オープンワールド ドット絵RPG『Code Name: Wandering Sword』発表。グラフィックと既視感どちらもすごい
中国のデベロッパーXiameng Studioは5月24日、『Code Name: Wandering Sword(代号:问剑)』を発表した。対応プラットフォームはPC(Steam)。Steamストアページも公開されている。
『Code Name: Wandering Sword』は、オープンワールドRPGだ。プレイヤーはオープンで広大なフィールドを冒険。森や洞窟や城塞などをめぐり、街を訪れ新たな人々と出会っていく。出会うNPCたちとは交流を深めることが可能。
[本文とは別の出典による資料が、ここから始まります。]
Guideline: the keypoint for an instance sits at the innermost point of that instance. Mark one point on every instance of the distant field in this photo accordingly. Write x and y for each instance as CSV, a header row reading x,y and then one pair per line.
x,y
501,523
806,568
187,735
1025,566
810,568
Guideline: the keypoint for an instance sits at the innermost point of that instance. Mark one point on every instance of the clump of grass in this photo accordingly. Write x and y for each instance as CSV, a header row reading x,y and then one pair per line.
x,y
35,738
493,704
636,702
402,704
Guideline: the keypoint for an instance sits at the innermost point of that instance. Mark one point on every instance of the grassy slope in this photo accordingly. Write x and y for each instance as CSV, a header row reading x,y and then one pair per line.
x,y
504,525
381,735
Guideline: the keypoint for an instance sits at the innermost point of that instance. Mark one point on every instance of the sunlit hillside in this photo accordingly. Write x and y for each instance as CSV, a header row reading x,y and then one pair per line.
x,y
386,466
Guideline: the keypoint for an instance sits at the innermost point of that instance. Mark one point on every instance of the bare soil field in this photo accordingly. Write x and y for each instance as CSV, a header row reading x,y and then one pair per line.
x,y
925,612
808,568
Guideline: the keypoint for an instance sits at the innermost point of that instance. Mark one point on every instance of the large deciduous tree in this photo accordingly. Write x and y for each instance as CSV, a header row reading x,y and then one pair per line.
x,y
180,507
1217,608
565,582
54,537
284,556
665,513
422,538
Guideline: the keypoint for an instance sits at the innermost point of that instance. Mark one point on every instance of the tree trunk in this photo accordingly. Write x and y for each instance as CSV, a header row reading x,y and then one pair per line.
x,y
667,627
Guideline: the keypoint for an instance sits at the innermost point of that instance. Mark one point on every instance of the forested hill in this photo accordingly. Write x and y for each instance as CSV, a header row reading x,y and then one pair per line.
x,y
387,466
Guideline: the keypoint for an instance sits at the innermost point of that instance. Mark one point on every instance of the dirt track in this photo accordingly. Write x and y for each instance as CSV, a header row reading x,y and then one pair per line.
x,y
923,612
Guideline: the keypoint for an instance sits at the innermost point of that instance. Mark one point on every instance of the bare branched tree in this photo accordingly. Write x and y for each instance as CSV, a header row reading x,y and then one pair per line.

プレゼントをしたり話したりすることで親睦を深め、旅のお供にできる。NPCたちはそれぞれ異なる背景や特性をもっているとのこと。
戦闘はタクティカルな形式で展開。移動による位置取りも重要になるようだ。ターン制でのバトルのほか、リアルタイムの戦闘も可能とのこと。本作ではさまざまな宗派の武技が存在するという。それぞれのキャラを自由に育て、幅広い武器を使いながら武技を習得していくのだ。
本作はビジュアル・システムともにかなり意欲的な作品に見える。しかしながら、ゲーマーなら本作に既視感を覚えるだろう。つまるところ、『オクトパストラベラー』にそっくりなのである。まず本作のビジュアルを見てみよう。ピクセルアートのオブジェクトと、3Dフィールドを組み合わせた表現。立体的な光源処理や被写界深度を用いた演出など、非常に似ている。ピクセルアートがひとつひとつ粗めなのも、似ている。もっといえばコンセプトアートも似ている。システム面も、「街にいるNPCに干渉する」「それぞれのキャラに特性があり、特性によって干渉の仕方が変わる」「仲間にできる」など、『オクトパストラベラー』との共通点が見られる。
面白いのは、『Code Name: Wandering Sword』開発元Xiameng Studioがこのビジュアル表現について、それとなく“自社オリジナル”っぽく説明している点である。開発元は、本作はUnreal Engine 4を用いて、ピクセルアートと3D環境を組み合わせてドット絵と3D表現の“新たな融合”を実現していると説明。MS-DOS時代のドット絵武侠ゲームを彷彿とさせつつ、現代的なビジュアルエフェクトを織り交ぜて、良いゲーム体験をもたらしていると語った。
一方でドット絵と3D表現を組み合わせたグラフィックは、「HD-2D」としてスクウェア・エニックスが近年積極的に用いている。とくに同社の浅野智也氏が率いる「浅野チーム」がこの表現を得意としており、『オクトパストラベラー』だけでなく『トライアングルストラテジー』、そして夏に発売される『ライブアライブ』リメイク、『HD-2D版 ドラゴンクエスト3』にも用いられている。そしてこれらも、Unreal Engine 4を用いて表現されている。
スクウェア・エニックス作品におけるHD-2D表現が人気を博してか、ドット絵と3Dフィールドを組み合わせる作品は最近増え始めている。とはいえ、『Code Name: Wandering Sword』ほど直球にコピーした作品はないだろう。HD-2D表現から影響を受けているように見える一方で、開発元が「武侠スタイルのピクセルRPG」を名乗り、本作オリジナルのスタイルかのように主張するのは、なかなかシュールである。
中国の一部開発スタジオは、既存の人気ジャンルをコピーするのに長けている。「HD-2DのRPG」というジャンルにおいても、同国発のフォロワーゲームが増えそうだ。『Code Name: Wandering Sword(代号:问剑)』は、PC(Steam)向けに発売予定だ。